1
votes

I want to implement a unique ID property on all nodes in my database but need to apply it to existing data. I'm using Ruby to perform generate the IDS and then running the Cypher query from there. I want to avoid one query to find nodes missing the property, another to set the property on each node individually, since that would require total_nodes + 1 queries.

Initially, I was thinking I could do something like this:

MATCH (n:`#{label}`) WHERE NOT HAS(n.my_id) SET n.my_id = '#{gen_method}' RETURN DISTINCT(true)

Of course, this wouldn't work because it would call gen_method once in Ruby and then Neo4j would try to set all nodes IDs to that one value.

I'm thinking now that it might be best to generate a large number of IDs in Ruby first, then include that in the Cypher query. I'd like to loop through the matched nodes and set the missing property equal to its corresponding index in the array. The logic should go something like this

MATCH NODES WHERE GIVEN PROPERTY IS NULL, LIMIT TO 10,000
CREATE A COLLECTION OF THOSE NODES
SET NEW UUIDS ARRAY (provided by Ruby) AS "IDS_ARRAY"
FOR EACH NODE IN COLLECTION
  SET GIVEN PROPERTY VALUE = CORRESPONDING INDEX POSITION IN "IDS_ARRAY"
RETURN COUNT OF NODES WHERE GIVEN PROPERTY IS NULL

Based on the return value, it would know how many more times to do this. Cypher has a foreach loop but how I do this, especially if my unique_ids array is starting from a string in the Cypher query?

unique_ids = ['first', 'second', 'third', 'etc']
i = 0
for node in matched_nodes
  node.my_id_property = unique_ids[i]
  i += 1
end

Is it even possible? Is there a different way of handling this that will work?

1

1 Answers

1
votes

Got it! Found http://java.dzone.com/articles/neo4j-cypher-creating, which provided a method for doing this, and http://jexp.de/blog/2014/03/quickly-create-a-100k-neo4j-graph-data-model-with-cypher-only/ pointed out the range function.
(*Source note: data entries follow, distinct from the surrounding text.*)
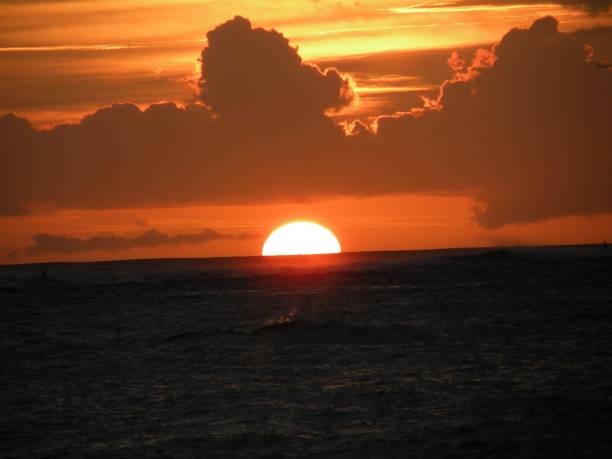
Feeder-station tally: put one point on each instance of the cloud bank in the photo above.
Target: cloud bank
(49, 243)
(522, 127)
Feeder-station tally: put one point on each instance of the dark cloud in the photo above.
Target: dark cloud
(49, 243)
(250, 74)
(523, 128)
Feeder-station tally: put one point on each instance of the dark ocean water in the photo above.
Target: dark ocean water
(458, 354)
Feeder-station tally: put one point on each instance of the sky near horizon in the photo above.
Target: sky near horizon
(425, 125)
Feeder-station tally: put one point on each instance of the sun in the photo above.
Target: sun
(300, 238)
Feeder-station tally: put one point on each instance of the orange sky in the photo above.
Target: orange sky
(63, 59)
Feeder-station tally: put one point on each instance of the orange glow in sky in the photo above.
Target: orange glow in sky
(63, 60)
(300, 238)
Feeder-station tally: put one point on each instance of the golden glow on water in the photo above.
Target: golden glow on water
(301, 238)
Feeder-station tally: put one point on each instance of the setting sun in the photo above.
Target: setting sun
(300, 238)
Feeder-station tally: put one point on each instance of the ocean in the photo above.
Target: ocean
(465, 353)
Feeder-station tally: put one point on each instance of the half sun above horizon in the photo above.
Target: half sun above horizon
(301, 238)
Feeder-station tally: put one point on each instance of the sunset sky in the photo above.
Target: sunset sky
(176, 129)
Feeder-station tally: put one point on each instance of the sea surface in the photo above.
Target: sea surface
(500, 353)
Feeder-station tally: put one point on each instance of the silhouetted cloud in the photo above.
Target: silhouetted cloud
(592, 6)
(523, 128)
(49, 243)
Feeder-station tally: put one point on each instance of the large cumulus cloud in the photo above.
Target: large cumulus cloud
(523, 128)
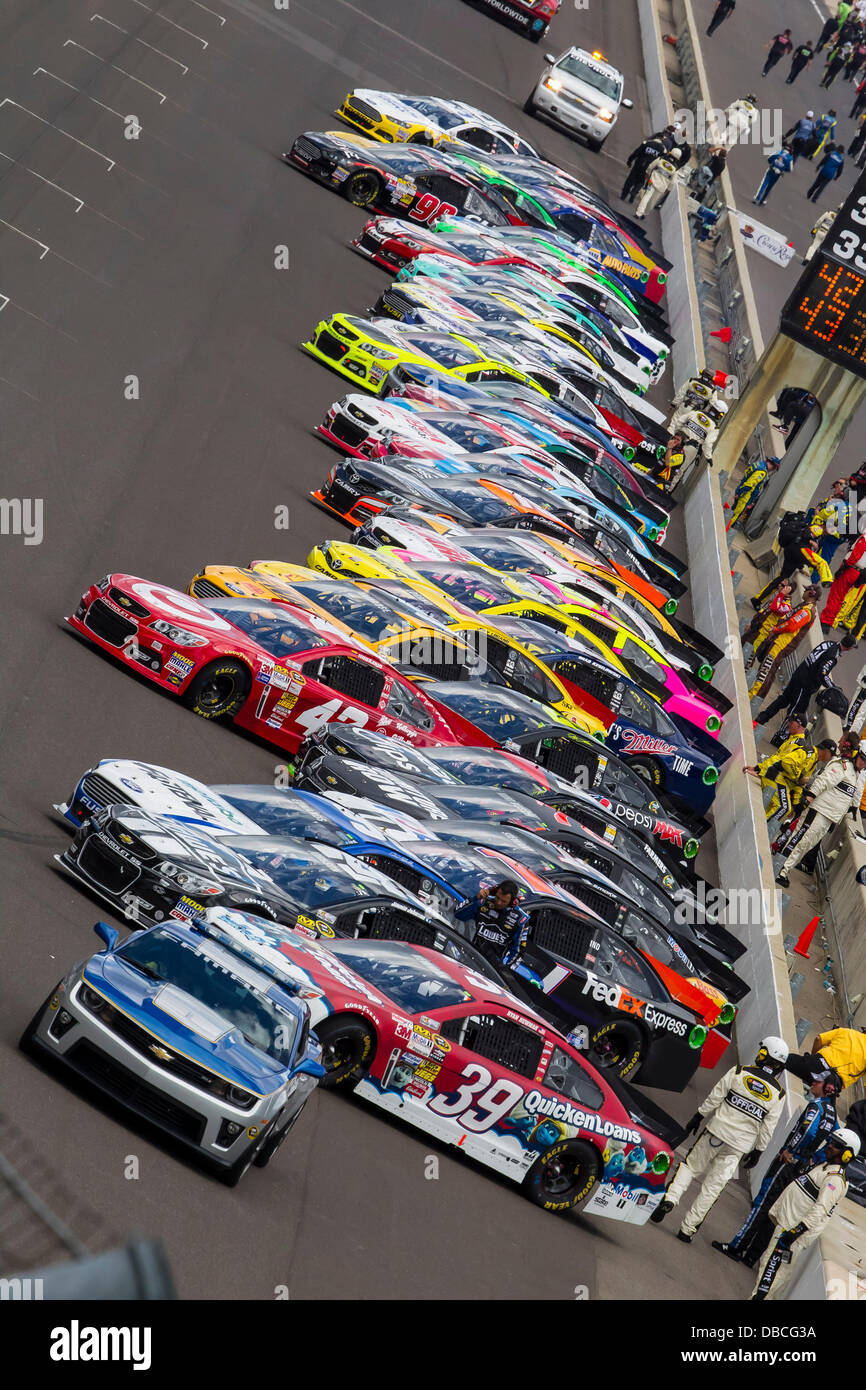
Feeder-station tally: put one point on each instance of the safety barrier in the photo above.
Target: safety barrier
(738, 818)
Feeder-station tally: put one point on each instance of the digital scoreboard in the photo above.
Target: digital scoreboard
(827, 310)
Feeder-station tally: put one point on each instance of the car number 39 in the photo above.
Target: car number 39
(480, 1102)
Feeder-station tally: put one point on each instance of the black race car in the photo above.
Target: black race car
(403, 180)
(148, 868)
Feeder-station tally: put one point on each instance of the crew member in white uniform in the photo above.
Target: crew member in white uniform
(741, 1112)
(802, 1211)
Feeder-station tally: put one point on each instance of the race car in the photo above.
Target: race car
(531, 17)
(395, 117)
(407, 1029)
(275, 672)
(595, 774)
(366, 350)
(152, 869)
(191, 1036)
(395, 243)
(403, 178)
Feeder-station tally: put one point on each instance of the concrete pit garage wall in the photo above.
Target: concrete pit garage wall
(745, 866)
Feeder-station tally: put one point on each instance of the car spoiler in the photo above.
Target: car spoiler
(698, 641)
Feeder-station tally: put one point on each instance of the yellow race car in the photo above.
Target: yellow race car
(424, 609)
(366, 350)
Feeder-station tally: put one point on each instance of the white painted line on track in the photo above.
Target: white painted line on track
(7, 382)
(167, 56)
(166, 20)
(7, 100)
(28, 313)
(43, 180)
(74, 45)
(74, 196)
(220, 17)
(45, 248)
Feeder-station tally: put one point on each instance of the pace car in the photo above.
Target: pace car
(274, 672)
(186, 1030)
(456, 1055)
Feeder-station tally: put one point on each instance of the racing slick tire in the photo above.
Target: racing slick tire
(363, 188)
(348, 1047)
(617, 1045)
(648, 770)
(563, 1176)
(218, 690)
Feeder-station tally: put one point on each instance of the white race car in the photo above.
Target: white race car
(427, 120)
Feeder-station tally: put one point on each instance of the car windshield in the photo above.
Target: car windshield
(477, 590)
(494, 770)
(218, 980)
(273, 628)
(407, 977)
(480, 503)
(313, 880)
(363, 615)
(470, 437)
(291, 816)
(448, 353)
(489, 715)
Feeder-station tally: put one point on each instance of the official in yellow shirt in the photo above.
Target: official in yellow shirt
(844, 1050)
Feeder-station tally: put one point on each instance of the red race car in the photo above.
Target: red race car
(392, 243)
(452, 1052)
(280, 672)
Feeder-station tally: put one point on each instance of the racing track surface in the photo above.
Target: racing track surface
(154, 257)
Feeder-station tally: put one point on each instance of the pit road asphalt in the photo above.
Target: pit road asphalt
(153, 257)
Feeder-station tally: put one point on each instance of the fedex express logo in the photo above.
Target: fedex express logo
(619, 998)
(635, 742)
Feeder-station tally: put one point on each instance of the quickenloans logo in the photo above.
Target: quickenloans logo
(77, 1343)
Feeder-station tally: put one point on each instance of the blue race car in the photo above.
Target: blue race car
(188, 1034)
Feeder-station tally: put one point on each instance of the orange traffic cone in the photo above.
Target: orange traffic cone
(805, 938)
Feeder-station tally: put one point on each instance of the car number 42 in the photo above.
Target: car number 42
(481, 1101)
(320, 715)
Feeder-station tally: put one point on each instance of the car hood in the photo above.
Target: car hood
(184, 1023)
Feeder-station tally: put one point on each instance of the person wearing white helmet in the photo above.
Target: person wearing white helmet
(741, 1112)
(660, 177)
(802, 1211)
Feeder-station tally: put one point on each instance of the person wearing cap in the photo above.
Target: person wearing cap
(755, 477)
(799, 135)
(779, 46)
(741, 1112)
(801, 1150)
(802, 1212)
(781, 642)
(830, 168)
(638, 163)
(799, 59)
(823, 128)
(660, 178)
(784, 770)
(822, 227)
(776, 608)
(811, 676)
(834, 792)
(720, 14)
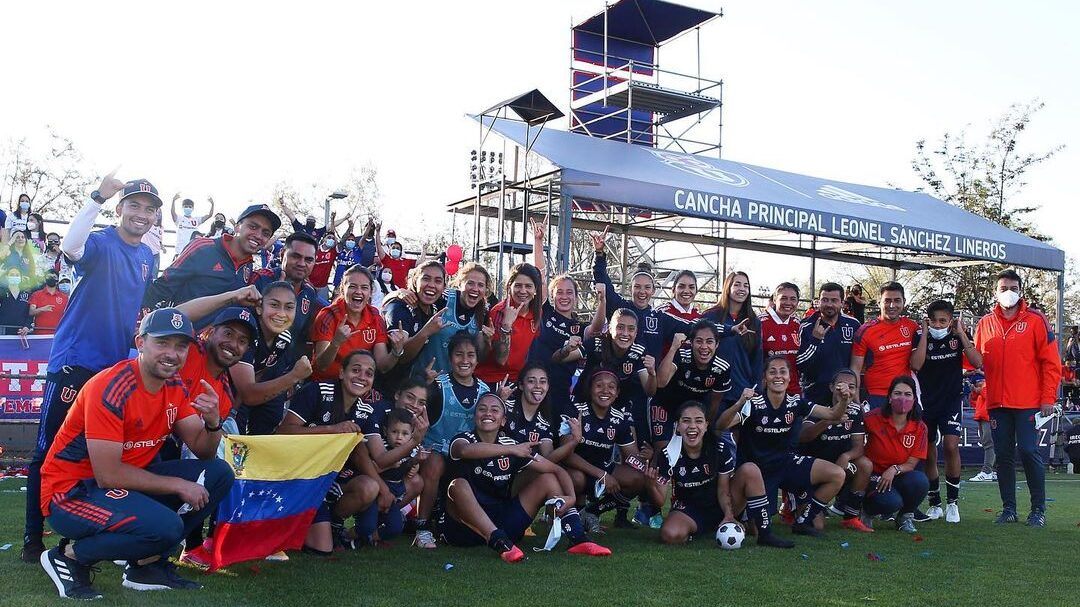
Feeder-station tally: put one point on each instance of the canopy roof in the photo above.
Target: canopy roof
(694, 186)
My first draft of the Ruby code that performs this looks like this:

def add_ids_to(model)
  label = model.mapped_label_name
  property = model.primary_key
  total = 1

  until total == 0
    total = Neo4j::Session.query("MATCH (n:`#{label}`) WHERE NOT has(n.#{property}) RETURN COUNT(n) as ids").first.ids
    return if total == 0
    to_set = total > 900 ? 900 : total
    new_ids = [].tap do |ids_array|
                to_set.times { ids_array.push "'#{new_id_for(model)}'" }
              end
    Neo4j::Session.query("MATCH (n:`#{label}`) WHERE NOT has(n.#{property})
      with COLLECT(n) as nodes, [#{new_ids.join(',')}] as ids
      FOREACH(i in range(0,#{to_set - 1})| 
        FOREACH(node in [nodes[i]]|
          SET node.#{property} = ids[i]))
      RETURN distinct(true)
      limit #{to_set}")
  end
end

I think that's all pretty readable. Regarding the queries themselves, I'm using Neo4j.rb and neo4j-core, but I'm skipping the Cypher DSL in this case. I'm limiting each query to a max of 900 nodes because that was the highest I could reliably go without running out of memory. Tune for your JVM heap size.